A good example of the possibilities with relatively simple processing can be seen on our in-house grid ZetaWorlds through the world map provided there: https://zetaworlds.com/map
Hidden data
Might not be the best description for the information contained in log files. OpenSimulator does not store historical information in the database, otherwise it would easily exceed the storage capacity of most installations. Information about what was can only be retrieved through the log files or strategic logging of information in the tables to other tables. As mentioned above in the technical section this can be quite useful for analyzing trends or detect the causes of issues that arose over time.
Specifically in regards to log files there are two main points of information. The region log files mostly containing information about critical actions performed on a given region as well as those that are responsible for them. On the other side the logs generated by the grid side provide a broader overview, but nonetheless critical information when it comes to issues.

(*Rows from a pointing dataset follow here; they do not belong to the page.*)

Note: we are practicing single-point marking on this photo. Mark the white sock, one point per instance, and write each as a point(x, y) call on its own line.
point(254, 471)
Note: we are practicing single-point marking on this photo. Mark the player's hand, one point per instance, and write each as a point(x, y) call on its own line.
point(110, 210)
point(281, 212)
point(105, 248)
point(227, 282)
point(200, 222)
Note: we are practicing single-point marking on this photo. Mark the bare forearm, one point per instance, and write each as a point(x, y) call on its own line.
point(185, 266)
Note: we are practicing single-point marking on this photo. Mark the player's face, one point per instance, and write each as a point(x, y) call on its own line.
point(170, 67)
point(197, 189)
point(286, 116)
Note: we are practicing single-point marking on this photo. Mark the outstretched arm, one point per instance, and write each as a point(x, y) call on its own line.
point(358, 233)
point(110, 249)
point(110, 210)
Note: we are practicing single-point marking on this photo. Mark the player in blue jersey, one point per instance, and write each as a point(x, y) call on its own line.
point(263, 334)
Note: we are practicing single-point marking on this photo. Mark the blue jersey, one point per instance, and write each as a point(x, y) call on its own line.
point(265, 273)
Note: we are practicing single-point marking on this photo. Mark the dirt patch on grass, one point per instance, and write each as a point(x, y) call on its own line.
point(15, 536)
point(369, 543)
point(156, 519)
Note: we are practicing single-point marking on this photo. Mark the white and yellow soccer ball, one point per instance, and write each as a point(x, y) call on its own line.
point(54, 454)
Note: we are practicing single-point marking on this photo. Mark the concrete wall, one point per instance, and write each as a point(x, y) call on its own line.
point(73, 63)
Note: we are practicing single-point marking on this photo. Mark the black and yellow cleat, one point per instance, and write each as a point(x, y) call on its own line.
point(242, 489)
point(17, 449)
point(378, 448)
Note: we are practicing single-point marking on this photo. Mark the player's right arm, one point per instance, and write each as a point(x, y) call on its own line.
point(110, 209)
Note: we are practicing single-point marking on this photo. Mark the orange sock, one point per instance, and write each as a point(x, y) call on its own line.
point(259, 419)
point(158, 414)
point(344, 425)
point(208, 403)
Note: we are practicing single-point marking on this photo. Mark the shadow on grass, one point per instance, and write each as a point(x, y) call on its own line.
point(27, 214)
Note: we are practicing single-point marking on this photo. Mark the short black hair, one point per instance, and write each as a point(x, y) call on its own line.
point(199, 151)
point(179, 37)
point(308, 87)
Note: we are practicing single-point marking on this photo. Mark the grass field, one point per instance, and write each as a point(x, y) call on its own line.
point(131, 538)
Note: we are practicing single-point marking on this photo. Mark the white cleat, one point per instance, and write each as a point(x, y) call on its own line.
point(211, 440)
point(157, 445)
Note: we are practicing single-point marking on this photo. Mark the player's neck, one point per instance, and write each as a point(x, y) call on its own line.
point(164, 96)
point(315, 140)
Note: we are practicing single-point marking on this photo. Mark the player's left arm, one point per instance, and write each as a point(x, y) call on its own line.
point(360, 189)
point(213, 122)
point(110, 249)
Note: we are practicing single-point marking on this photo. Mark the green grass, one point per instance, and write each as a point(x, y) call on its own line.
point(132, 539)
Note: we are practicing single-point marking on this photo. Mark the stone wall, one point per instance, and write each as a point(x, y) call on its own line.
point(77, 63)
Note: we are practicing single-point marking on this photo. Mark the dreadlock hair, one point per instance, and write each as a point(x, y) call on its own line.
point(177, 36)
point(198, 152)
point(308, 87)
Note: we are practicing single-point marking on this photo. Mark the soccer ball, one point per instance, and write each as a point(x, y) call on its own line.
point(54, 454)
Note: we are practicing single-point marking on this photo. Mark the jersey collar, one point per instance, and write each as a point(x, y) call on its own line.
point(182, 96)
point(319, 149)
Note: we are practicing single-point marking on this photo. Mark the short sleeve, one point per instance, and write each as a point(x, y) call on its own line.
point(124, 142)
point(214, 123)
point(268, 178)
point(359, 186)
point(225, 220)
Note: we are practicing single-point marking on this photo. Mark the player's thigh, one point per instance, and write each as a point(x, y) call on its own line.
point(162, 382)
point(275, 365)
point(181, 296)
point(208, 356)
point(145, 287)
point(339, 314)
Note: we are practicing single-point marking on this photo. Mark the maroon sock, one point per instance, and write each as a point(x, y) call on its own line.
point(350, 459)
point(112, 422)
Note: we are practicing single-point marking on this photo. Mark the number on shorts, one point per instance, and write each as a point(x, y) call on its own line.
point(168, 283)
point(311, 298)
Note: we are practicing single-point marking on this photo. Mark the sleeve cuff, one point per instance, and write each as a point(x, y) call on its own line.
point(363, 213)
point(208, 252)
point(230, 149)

Parsing this data into a usable format can be difficult depending on what tools are available for this. A task made more complex due to variation in the data as there are parts directly controlled by a user, so possess the potential to be almost anything. Searching for keywords and patterns or directly turning the whole thing into data stored in an actual database are valid options and depend on what sort of goal the data retention is supposed to provide. In most cases the mentioned searching through the logs is likely to be enough, but storing critical pieces of information in a database can be both simpler and faster to search through as well. So in the end this strongly depends on both the use case and the simple volume of data generated.
OpenSimulator, for the most part at least, does utilize standard logging techniques that should provide ways to interface with the generated logs. Through the use of those standard libraries the logging can also be changed to provide additional information or reduce the logged data for easier and faster searching. Most of the available changes to the logging setup are documented within the documentation available for the log4net library most of the logging depends on. Beyond this there are specific additions to this added to handle certain requirements OpenSimulator had in terms of logging that are not covered directly by log4net. Unfortunately documentation for those additions is lacking, which means most of the information regarding its operation and capabilities can only be obtained through reading through the relevant source code.
This about covers the most interesting parts of the data within OpenSimulator and how to extract some of it. There are a lot more things that can be interesting to look at depending on your use case and not all interesting data might be logged or readily available either. Fortunately either through existing extensions or by changing the code directly almost everything can be retrieved, logged and processed for visualization.